Can anyone tell me where the spark plug is located on a 1320 Cub Cadet Hydro?

I am a lady who knows nothing about lawn tractors. This is the first one I ever have owned. I think it was made around 1990. I am quite embarassed to say I just don't see it on the outward exterior with the hood up. 

The lawn tractor was mowing fine until I put new gas in it. When I first turned it on it ran for just a few minutes and started missing and shut off. It just kept missing after a long time of me tring to start and restart. So I siphned out the old gas and put in new and turned it on again. It missed and sputtered for awhile then got better while it was just idling. It runs but still sputters. I tried to run it out in the yard and it ran for awhile then just shut off. The last time I mowed the yard I noticed it back fired after I turned it off. The exhaust starts out white then turns blue after a few seconds from turning it on, then disappears. There is no smoke. There is no gas smell.

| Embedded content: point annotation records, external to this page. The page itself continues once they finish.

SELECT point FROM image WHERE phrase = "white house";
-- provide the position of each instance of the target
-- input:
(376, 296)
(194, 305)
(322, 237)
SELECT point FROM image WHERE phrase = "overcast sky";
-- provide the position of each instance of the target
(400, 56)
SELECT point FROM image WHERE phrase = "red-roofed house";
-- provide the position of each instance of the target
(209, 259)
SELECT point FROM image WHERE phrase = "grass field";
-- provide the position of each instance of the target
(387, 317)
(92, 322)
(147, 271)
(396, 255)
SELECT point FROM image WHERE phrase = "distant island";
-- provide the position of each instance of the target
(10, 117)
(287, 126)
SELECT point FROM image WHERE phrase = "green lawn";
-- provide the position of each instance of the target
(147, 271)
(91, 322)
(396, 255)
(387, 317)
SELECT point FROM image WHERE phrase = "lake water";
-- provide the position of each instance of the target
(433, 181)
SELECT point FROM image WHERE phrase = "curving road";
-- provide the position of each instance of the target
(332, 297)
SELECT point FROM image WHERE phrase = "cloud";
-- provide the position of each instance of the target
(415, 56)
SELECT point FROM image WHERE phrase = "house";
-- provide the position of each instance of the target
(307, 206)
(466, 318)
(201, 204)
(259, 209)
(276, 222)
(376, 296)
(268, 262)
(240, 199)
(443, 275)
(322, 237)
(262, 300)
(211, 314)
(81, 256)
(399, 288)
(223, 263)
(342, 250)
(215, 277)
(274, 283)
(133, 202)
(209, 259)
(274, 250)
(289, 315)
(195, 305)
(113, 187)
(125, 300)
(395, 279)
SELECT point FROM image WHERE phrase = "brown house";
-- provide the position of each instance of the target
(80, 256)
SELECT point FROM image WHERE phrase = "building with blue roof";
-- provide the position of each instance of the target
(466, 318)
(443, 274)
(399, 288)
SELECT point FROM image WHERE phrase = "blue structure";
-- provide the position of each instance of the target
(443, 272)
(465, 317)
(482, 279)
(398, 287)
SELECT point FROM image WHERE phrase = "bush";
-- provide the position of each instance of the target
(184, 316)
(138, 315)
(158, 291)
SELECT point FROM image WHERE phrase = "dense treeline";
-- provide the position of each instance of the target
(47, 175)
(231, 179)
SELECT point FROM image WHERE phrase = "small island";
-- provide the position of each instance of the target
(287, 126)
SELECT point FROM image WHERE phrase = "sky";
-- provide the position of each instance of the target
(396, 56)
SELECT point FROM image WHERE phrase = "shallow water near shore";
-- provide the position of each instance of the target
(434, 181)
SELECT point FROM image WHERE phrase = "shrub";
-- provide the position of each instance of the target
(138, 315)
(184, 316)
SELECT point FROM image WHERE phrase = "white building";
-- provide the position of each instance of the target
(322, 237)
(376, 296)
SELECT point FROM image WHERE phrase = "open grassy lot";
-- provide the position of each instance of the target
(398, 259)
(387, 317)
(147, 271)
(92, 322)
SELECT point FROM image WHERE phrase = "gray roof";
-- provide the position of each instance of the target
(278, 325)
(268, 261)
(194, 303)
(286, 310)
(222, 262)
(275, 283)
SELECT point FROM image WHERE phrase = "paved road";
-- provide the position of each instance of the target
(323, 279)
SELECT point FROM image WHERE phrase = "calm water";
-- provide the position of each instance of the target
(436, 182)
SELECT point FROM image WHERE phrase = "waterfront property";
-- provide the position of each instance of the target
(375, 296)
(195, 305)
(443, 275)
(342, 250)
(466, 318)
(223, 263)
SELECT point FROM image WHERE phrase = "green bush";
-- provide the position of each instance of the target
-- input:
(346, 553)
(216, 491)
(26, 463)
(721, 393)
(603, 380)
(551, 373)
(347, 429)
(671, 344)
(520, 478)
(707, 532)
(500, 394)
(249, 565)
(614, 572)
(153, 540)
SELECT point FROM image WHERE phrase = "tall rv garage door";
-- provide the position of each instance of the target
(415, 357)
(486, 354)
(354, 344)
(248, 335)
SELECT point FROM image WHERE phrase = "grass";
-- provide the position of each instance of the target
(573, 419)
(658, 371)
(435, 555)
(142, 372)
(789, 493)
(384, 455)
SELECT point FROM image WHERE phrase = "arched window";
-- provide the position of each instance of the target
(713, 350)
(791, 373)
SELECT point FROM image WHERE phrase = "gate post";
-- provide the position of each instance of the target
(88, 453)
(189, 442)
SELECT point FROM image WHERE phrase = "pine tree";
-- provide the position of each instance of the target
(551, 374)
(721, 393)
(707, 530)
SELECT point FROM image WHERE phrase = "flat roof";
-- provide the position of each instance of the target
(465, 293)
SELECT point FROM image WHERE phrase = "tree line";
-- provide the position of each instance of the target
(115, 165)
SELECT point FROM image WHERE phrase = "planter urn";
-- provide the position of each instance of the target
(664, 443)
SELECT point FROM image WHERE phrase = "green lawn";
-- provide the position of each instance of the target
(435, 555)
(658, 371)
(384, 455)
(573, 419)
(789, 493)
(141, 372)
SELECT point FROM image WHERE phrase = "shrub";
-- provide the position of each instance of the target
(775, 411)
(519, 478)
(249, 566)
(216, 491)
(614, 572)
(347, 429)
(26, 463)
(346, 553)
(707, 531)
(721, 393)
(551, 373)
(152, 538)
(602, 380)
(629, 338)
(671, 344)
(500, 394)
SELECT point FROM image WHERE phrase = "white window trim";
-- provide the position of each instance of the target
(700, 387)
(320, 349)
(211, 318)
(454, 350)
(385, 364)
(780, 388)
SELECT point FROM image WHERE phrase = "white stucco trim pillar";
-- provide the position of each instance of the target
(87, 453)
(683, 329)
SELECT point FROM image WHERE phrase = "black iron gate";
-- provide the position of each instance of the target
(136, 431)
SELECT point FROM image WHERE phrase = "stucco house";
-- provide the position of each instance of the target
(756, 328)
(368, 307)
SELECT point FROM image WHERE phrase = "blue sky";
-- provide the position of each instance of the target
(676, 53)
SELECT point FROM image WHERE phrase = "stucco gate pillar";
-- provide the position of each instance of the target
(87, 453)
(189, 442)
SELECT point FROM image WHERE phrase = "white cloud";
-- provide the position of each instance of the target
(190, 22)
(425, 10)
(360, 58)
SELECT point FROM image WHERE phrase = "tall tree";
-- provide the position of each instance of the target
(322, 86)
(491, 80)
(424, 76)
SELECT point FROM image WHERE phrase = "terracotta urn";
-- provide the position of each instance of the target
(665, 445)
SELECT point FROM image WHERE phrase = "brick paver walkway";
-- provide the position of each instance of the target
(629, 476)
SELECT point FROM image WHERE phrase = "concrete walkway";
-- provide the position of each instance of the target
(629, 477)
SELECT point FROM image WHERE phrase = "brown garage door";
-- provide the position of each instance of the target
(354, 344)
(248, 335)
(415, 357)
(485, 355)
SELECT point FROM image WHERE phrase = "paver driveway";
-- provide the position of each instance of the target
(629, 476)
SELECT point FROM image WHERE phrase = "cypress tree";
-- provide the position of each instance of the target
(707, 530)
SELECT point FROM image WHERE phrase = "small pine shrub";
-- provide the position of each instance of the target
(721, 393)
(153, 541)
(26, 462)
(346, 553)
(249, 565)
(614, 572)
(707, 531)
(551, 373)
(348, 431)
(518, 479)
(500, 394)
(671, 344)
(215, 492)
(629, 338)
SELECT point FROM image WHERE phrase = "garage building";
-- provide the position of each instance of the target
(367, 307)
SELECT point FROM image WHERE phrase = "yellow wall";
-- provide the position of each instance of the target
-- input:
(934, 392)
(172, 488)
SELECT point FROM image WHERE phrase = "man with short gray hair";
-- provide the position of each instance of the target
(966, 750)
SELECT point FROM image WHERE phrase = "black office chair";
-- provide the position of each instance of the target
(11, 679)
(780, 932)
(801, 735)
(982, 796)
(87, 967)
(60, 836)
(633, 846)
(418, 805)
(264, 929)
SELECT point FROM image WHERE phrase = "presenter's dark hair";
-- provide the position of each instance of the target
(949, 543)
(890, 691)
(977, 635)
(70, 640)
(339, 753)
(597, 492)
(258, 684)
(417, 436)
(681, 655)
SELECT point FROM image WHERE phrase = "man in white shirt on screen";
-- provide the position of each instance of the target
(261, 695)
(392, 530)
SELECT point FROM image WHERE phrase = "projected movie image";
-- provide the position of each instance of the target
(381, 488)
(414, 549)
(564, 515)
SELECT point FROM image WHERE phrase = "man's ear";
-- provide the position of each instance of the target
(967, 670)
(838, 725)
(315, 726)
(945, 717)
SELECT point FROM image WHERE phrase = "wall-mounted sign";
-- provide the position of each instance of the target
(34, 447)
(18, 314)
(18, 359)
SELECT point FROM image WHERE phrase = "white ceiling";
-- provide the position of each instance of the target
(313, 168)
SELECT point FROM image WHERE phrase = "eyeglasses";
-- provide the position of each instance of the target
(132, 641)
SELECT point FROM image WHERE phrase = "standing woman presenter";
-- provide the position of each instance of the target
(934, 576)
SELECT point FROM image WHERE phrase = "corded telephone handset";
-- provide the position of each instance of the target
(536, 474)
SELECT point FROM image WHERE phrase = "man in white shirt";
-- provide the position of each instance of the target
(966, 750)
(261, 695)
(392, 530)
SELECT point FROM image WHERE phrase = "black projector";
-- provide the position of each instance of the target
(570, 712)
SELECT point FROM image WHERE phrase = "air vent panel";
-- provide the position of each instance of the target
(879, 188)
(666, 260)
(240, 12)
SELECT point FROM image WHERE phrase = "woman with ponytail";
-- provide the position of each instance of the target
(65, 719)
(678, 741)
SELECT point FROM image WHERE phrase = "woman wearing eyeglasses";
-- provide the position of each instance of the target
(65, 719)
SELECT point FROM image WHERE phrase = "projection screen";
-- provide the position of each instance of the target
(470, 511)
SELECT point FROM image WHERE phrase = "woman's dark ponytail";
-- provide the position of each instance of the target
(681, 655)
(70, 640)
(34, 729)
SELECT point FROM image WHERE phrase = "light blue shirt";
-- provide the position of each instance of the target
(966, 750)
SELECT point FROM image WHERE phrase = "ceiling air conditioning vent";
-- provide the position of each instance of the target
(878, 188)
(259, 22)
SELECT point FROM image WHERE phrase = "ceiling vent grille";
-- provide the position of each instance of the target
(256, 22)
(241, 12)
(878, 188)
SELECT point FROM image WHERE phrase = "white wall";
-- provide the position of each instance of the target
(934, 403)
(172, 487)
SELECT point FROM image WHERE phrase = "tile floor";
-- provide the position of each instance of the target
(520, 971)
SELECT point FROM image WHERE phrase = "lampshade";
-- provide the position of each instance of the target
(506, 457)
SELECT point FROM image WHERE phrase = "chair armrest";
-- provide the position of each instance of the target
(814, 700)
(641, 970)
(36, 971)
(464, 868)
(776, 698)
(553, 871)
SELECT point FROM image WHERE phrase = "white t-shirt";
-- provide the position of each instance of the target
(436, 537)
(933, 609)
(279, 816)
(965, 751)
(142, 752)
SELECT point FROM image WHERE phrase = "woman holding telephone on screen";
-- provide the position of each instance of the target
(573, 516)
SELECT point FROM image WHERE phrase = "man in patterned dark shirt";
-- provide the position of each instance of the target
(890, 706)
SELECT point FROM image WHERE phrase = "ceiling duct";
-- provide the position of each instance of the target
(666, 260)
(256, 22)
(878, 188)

I wondered if it could be the spark plug? But I can't seem to find where it is located. Also if anyone has any ideas to what my problem could be, I would really appreciate it. 

It's a 1320 Cub Cadet Hydro. I am assuming it is a 1990 model by the paper work of the previous owner when he bought it. I just bought it about 2 months ago. It never gave me any problems until now. Factory Model #130-232-100.


----------



## bgbass (Jan 11, 2008)

It sounds like you have a carb.that needs to be cleaned there is probably dirt and gummed up. the spark plug is located in the front of engine about half way down.


----------



## Rpeters123 (Oct 19, 2005)

*Water in your gas can or tank ?*

I wish my wife would try to find a sparkplug. I do not care if your a guy or a gal I find 50 % of folks add water/ dirt each time they add gas to their tank or the mower sits outside and collects water. Always cover the engine / tank with a solid cover like a rubber floor mat or old plastic swinging pool. Test your gas in your gas can - its easy. Pour it all in a clean clear juice plastic bottle and let it set 3 minutes. I use a old orange juice bottle. You will see water on the bottom of the bottle. Since water is heavier then gas it is the first thing to flow into the carb float bowl. Water will not let the good gas into the engine so NO START. If you have gas inthe float bowl you will need to drain the gas tank and BOWL and refill will water free gas. Good luck and guys ask the same questions.


----------



## JoyceDD (Aug 17, 2008)

Thank you so much for your suggestions! I am so sorry that I am late on posting back to you. This week was a hectic one.

Thanks!, I finally found the spark plug and the suggestion of testing to see if there is water in the gas works great.

:woohoo:​
I finally found the problem, it was my fuel filter. Somehow the very top of the fuel filter had melted and wasn't letting but only a small stream of gas through the top hose. That is the reason why it was sputtering all the time. It was a real easy and cheap fix. 

Here is a picture closing resembling my fuel filter but it is clear plastic. http://www.landscaperpro.com/index.asp?PageAction=VIEWPROD&ProdID=1365 It's the closest I can find to show you. Hope this helps somebody. Thanks again for your suggestions.


----------